My involvement in theater most likely started because of my father, who worked for years at Waynflete as an English teacher and theater director. In fact, there is no way I would have started in theater without him. In addition to directing Upper School plays at Waynflete, he was an actor in numerous productions and helped many theater companies in other ways. I saw some of his earlier shows, but I have little recollection of the ones in which he did not appear. I vividly remember watching him roll down a hill into a fountain of water in a rendition of A Midsummer Night’s Dream and wanting to do something that would be as much fun.

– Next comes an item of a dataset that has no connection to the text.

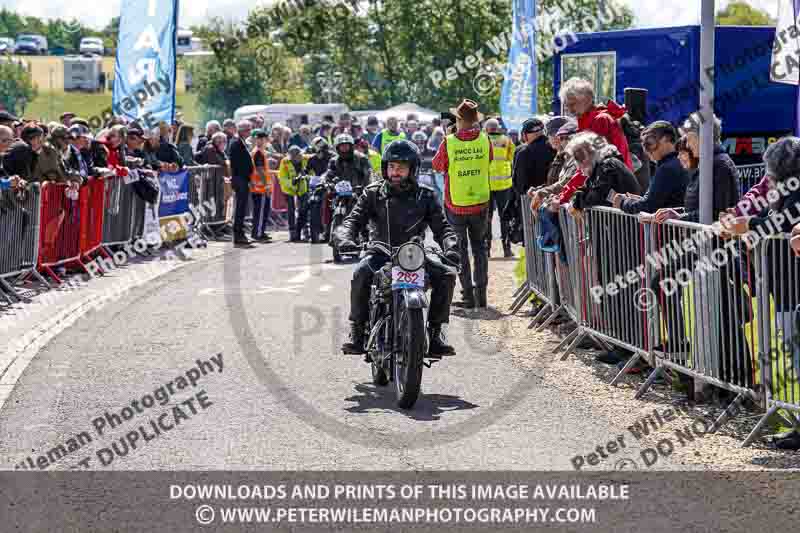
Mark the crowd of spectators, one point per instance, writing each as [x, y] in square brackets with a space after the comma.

As it turns out, I did end up doing something just as fun, auditioning one summer for the musical Titanic, my first ever production outside of the required school plays in fourth and fifth grades. As it was my first real play, I was astonished at the size of the role I’d been given and the amount of work that really went into performing it. I remember little about the process of putting it together, other than it being excruciatingly hot in the costume I had to wear, (costumes pose a recurring challenge for me) and the endless days of sitting in rows of chairs singing the entire score over and over.

When I was older, in my later years of middle school, I participated in the optional school plays. These were completely different than the musicals I had performed in outside of school, seemingly less formal but also certainly less time consuming. I found myself missing the earlier, more involved productions I’d been in, but I truly remembered so little that it was hard to tell what was memory and what were figments of my imagination.

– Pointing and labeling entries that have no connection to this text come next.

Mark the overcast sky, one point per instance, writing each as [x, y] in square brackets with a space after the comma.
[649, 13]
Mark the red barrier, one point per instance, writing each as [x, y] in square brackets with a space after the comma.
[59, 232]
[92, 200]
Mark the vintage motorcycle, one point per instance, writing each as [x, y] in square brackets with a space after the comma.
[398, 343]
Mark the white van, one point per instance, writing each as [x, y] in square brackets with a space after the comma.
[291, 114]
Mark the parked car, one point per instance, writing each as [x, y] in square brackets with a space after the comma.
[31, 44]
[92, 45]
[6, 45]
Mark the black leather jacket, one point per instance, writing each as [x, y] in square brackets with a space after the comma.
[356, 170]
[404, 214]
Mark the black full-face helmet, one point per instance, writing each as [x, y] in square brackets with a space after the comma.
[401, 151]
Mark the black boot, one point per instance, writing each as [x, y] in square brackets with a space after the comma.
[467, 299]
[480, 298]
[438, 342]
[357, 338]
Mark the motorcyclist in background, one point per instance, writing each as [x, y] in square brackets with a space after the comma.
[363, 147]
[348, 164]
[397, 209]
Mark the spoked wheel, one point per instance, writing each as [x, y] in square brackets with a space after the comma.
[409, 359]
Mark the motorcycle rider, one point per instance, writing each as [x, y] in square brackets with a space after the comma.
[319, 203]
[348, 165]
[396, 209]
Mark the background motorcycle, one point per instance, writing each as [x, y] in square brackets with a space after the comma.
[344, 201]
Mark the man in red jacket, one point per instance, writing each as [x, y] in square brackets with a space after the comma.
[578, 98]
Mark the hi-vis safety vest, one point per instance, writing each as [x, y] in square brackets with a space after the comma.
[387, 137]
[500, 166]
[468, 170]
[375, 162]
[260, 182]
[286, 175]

This fall I auditioned for the Upper School production of Legally Blonde, The Musical. As a ninth grader, I didn’t really know what to expect because my previous theater experience had been so varied. I’ve always loved being on stage, or at least, I’ve never felt any sort of reluctance or anxiety when everything finally comes together and there’s an audience.  However, I came into it feeling a little ambivalent, especially considering the fact that it had been quite some time since I’d last been in any kind of musical.  I soon found myself exhausted. Even before the late nights of the actual performances, we had been getting home at six every night.  That was a lot on top of school, other co-curricular activities, and homework. I certainly would not recommend this type of adventure for anyone not prepared for all the late nights and work.

However, the experience also turned out to be wonderful and truly rewarding.  Highlights for me were making new friends by working closely with an ensemble of students whom I wouldn’t otherwise have known, having the spirit-lifting experience of performing before three packed houses, and pushing myself way outside of my comfort level to perform the role I was assigned.  I am looking forward to being backstage on the crew for the winter play, Rimers of Eldritch, and hopefully getting back on stage soon after that.